Mendocino County was officially added to the federal listing as a High Intensity Drug Trafficking Area last month. The county was one of 10 counties receiving this new designation this year.

In November 2009, the Mendocino County Board of Supervisors endorsed Sheriff Tom Allman's application to have the county receive this designation.

Mendocino County is now part of the Northern California HIDTA along with Alameda, Contra Costa, Lake, Marin, Monterey, San Francisco, San Mateo, Santa Clara, Santa Cruz and Sonoma counties.

Allman told the board in 2009, "This designation is significant to the Mendocino County Sheriff's Office, as this would enable our county to utilize the much needed additional Federal resources, made available through HIDTA to help eliminate or reduce drug trafficking and its harmful consequences. The HIDTA Program can provide assistance to Mendocino County in assessing regional drug threats; designing strategies to focus efforts that combat drug trafficking threats; developing and funding initiatives to implement strategies; facilitating coordination between Federal, State and local efforts; and improving our overall effectiveness and efficiency of drug control efforts.

Methamphetamine, and other drug-related activities negatively effects our community's resources, economy and labor workforce; the county's children/youth; and our pristine lands and waterways; while also creating an increased burden on our emergency personnel, law enforcement


and first responders."

Congressman Mike Thompson said, "Mendocino County's HIDTA designation is an important

step in the fight against drug trafficking organizations in our community.
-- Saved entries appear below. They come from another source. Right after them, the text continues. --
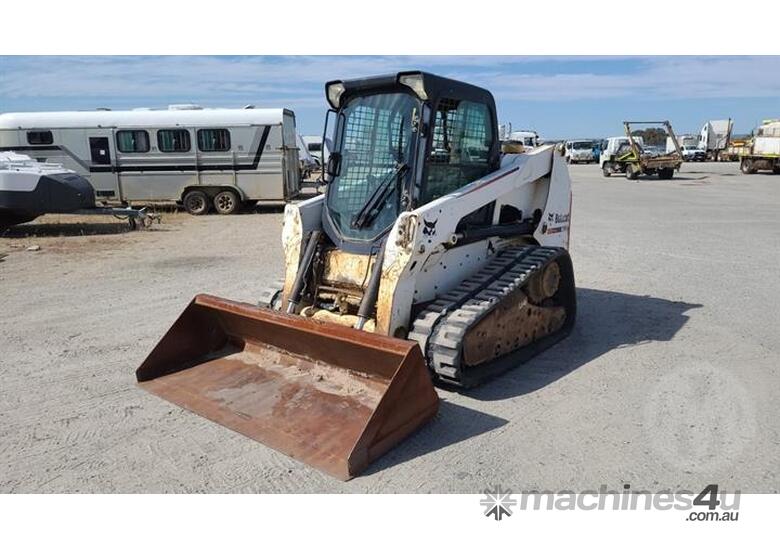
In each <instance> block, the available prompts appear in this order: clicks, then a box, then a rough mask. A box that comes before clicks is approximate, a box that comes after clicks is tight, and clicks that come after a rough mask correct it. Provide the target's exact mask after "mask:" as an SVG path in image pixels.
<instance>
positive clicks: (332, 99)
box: [325, 81, 345, 109]
mask: <svg viewBox="0 0 780 550" xmlns="http://www.w3.org/2000/svg"><path fill="white" fill-rule="evenodd" d="M344 90H345V88H344V83H343V82H341V81H336V82H328V83H327V84H326V85H325V93H326V95H327V97H328V103H330V106H331V107H333V108H334V109H338V108H339V102H340V101H341V94H343V93H344Z"/></svg>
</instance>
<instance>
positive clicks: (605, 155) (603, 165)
mask: <svg viewBox="0 0 780 550" xmlns="http://www.w3.org/2000/svg"><path fill="white" fill-rule="evenodd" d="M634 142H635V143H636V144H637V145H639V146H640V147H644V145H645V141H644V139H642V136H634ZM630 148H631V143H630V142H629V140H628V138H627V137H626V136H616V137H611V138H608V139H607V140H606V141H605V143H604V144H602V148H601V155H600V156H599V166H600V167H601V168H602V169H603V168H604V163H606V162H612V161H614V160H615V158H616V157H617V156H618V155H619V154H622V153H624V152H626V151H628V150H629V149H630Z"/></svg>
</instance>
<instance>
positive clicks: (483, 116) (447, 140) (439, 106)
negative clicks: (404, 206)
mask: <svg viewBox="0 0 780 550" xmlns="http://www.w3.org/2000/svg"><path fill="white" fill-rule="evenodd" d="M492 124H493V123H492V119H491V117H490V111H489V109H488V107H487V105H484V104H482V103H475V102H472V101H462V100H455V99H442V100H440V101H439V103H438V105H437V106H436V118H435V120H434V128H433V139H432V144H431V150H430V153H429V155H428V159H427V176H426V181H425V185H424V187H423V197H422V203H423V204H424V203H427V202H430V201H432V200H434V199H437V198H439V197H441V196H443V195H446V194H448V193H451V192H453V191H455V190H456V189H459V188H461V187H463V186H464V185H466V184H467V183H470V182H472V181H474V180H477V179H479V178H481V177H482V176H484V175H486V174H488V173H489V172H490V151H491V147H492V145H493V144H492V139H493V127H492Z"/></svg>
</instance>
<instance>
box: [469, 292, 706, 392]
mask: <svg viewBox="0 0 780 550" xmlns="http://www.w3.org/2000/svg"><path fill="white" fill-rule="evenodd" d="M700 307H702V305H701V304H689V303H687V302H676V301H672V300H665V299H663V298H654V297H652V296H636V295H633V294H624V293H622V292H611V291H606V290H596V289H591V288H578V289H577V321H576V323H575V325H574V329H573V330H572V333H571V334H570V335H569V336H568V338H565V339H564V340H562V341H561V342H559V343H558V344H556V345H555V346H553V347H551V348H550V349H548V350H546V351H544V352H542V353H541V354H539V355H538V356H536V357H534V358H533V359H531V360H530V361H528V362H527V363H525V364H522V365H518V366H517V367H516V368H514V369H512V370H510V371H507V372H505V373H504V374H503V375H500V376H499V377H497V378H495V379H493V380H490V381H488V382H487V383H485V384H484V385H482V386H480V387H478V388H475V389H472V390H468V391H466V392H465V393H466V395H468V396H469V397H473V398H475V399H480V400H484V401H494V400H499V399H507V398H510V397H515V396H518V395H524V394H526V393H530V392H533V391H536V390H538V389H539V388H543V387H544V386H546V385H548V384H550V383H552V382H555V381H556V380H558V379H559V378H562V377H564V376H566V375H567V374H569V373H570V372H572V371H574V370H576V369H578V368H579V367H581V366H583V365H585V364H587V363H588V362H590V361H592V360H593V359H595V358H597V357H599V356H601V355H604V354H605V353H608V352H609V351H611V350H614V349H617V348H622V347H626V346H638V345H642V344H645V343H648V342H668V341H669V340H671V339H672V338H674V335H675V334H677V332H678V331H679V330H680V329H682V327H683V326H685V323H687V322H688V315H686V314H687V312H688V311H690V310H692V309H697V308H700Z"/></svg>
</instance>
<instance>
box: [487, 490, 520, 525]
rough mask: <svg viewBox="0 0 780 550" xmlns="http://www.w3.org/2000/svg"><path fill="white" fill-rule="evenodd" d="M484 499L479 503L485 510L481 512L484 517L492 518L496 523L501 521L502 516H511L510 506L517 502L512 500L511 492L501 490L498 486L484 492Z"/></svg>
mask: <svg viewBox="0 0 780 550" xmlns="http://www.w3.org/2000/svg"><path fill="white" fill-rule="evenodd" d="M484 493H485V498H483V499H482V500H480V501H479V503H480V504H481V505H482V506H483V507H484V508H485V511H484V512H483V513H484V514H485V516H486V517H490V516H493V519H494V520H496V521H501V520H502V519H504V516H511V515H512V506H514V505H516V504H517V500H515V499H513V498H512V492H511V491H509V490H502V489H501V486H500V485H496V486H495V487H494V488H492V489H486V490H485V491H484Z"/></svg>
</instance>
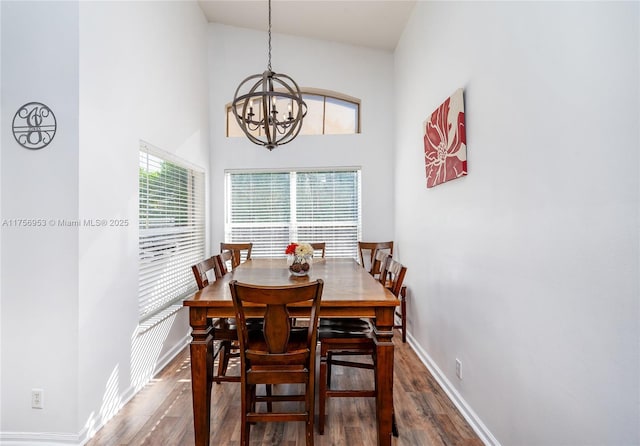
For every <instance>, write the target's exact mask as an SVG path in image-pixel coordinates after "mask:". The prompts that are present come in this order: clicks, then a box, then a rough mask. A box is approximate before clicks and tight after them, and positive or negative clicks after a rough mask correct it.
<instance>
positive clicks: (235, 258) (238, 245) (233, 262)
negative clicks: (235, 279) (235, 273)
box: [220, 242, 253, 270]
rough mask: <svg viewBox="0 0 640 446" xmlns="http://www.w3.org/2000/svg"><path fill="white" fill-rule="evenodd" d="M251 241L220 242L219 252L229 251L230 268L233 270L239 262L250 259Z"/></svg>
mask: <svg viewBox="0 0 640 446" xmlns="http://www.w3.org/2000/svg"><path fill="white" fill-rule="evenodd" d="M252 249H253V243H224V242H222V243H220V252H224V251H231V254H232V256H233V257H232V259H231V269H232V270H234V269H236V267H237V266H238V265H240V263H242V262H244V261H246V260H249V259H251V250H252Z"/></svg>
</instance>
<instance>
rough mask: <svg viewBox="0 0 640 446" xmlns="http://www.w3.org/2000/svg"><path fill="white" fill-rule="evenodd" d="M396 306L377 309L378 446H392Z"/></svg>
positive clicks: (377, 378) (377, 390)
mask: <svg viewBox="0 0 640 446" xmlns="http://www.w3.org/2000/svg"><path fill="white" fill-rule="evenodd" d="M394 312H395V308H394V307H388V308H380V309H378V310H376V326H375V330H374V333H375V344H376V390H377V395H378V396H377V398H376V417H377V422H378V446H391V427H392V419H393V341H392V338H393V313H394Z"/></svg>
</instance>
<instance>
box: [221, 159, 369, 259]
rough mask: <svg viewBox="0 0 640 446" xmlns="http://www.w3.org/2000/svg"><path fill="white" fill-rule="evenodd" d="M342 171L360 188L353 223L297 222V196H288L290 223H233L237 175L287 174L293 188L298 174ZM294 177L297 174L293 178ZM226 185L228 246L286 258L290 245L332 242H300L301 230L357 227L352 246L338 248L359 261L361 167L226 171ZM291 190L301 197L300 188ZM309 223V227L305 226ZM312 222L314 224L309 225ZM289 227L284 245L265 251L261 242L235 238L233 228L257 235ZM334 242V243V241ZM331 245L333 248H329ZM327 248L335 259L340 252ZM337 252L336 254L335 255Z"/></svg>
mask: <svg viewBox="0 0 640 446" xmlns="http://www.w3.org/2000/svg"><path fill="white" fill-rule="evenodd" d="M340 172H353V173H354V174H355V175H356V178H355V184H354V186H355V187H356V188H357V192H356V200H357V203H355V205H354V206H353V208H354V210H355V216H356V217H355V221H354V222H353V223H351V224H350V223H349V222H348V221H337V224H336V221H333V224H331V225H316V224H313V223H317V222H312V220H302V219H298V216H297V211H296V208H297V203H298V201H297V200H298V198H299V197H298V195H296V196H291V195H289V199H288V201H289V203H290V207H289V219H288V221H286V222H284V220H283V221H266V222H262V223H256V224H255V225H253V226H252V225H251V224H250V223H235V224H234V223H233V222H231V218H232V206H233V199H232V193H233V191H232V185H231V176H232V175H234V174H287V175H289V180H288V181H289V183H290V185H291V184H293V182H295V181H296V178H297V175H298V174H302V173H304V174H308V173H319V174H323V173H324V174H327V173H340ZM292 174H294V175H292ZM224 178H225V179H224V182H225V188H224V189H225V203H224V206H225V211H224V234H225V235H224V238H225V242H227V243H233V242H253V243H254V249H253V253H252V257H280V256H284V255H285V254H284V250H285V248H286V244H287V243H289V242H327V243H329V244H330V243H331V240H326V239H325V240H307V239H304V240H303V239H300V238H299V233H300V229H301V228H307V229H308V228H310V227H315V228H320V229H325V228H331V227H334V228H335V227H337V226H345V227H354V228H355V231H354V236H353V237H352V238H353V240H351V242H352V243H351V244H345V243H342V244H339V247H340V248H339V249H340V250H342V252H345V251H348V252H349V254H348V255H346V256H347V257H353V258H354V259H357V257H358V254H357V245H358V243H357V242H358V240H360V238H361V235H362V168H361V167H360V166H343V167H329V168H282V169H277V168H276V169H272V168H266V169H225V171H224ZM291 190H294V191H295V193H296V194H298V191H297V188H296V187H295V186H292V187H290V188H289V189H288V191H289V192H291ZM304 223H306V224H307V225H306V226H305V224H304ZM310 223H311V224H310ZM285 226H286V227H287V229H288V237H287V239H286V240H284V239H283V240H280V242H281V243H282V245H283V246H281V247H280V246H279V245H278V247H277V249H276V248H273V249H266V248H263V247H261V246H260V244H259V243H260V242H259V240H255V239H254V240H246V239H239V238H238V239H235V240H234V238H233V232H234V229H242V228H247V230H252V229H253V230H256V232H258V229H259V228H260V227H262V228H263V229H265V232H267V229H266V228H269V227H275V228H282V227H285ZM334 243H335V242H334ZM329 246H330V245H329ZM329 246H328V249H327V256H328V257H331V256H334V254H335V252H338V251H339V250H338V249H336V250H332V249H331V248H329ZM263 250H266V251H268V252H267V254H263V253H262V251H263ZM332 251H334V252H332ZM335 256H337V257H345V255H342V256H340V255H335Z"/></svg>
Illegal drugs and drug abuse are extremely destructive problems that require an incredible amount of manpower and resources to combat. Additionally, drug traffickers cause significant environmental devastation, diverting streams, dumping trash and chemicals, cutting trees, and generally destroying our public lands. Finally, after years of fighting for this designation, local law enforcement agencies now have the tools they need to keep local families safe and healthy."

There are 28 regional HIDTAs in the United States encompassing counties in 45 states. The area covered by the HIDTA designation encompasses nearly 60 percent of the country's population. Each regional HIDTA has an executive board that aids in coordinating strategies and distributes state and federal resources.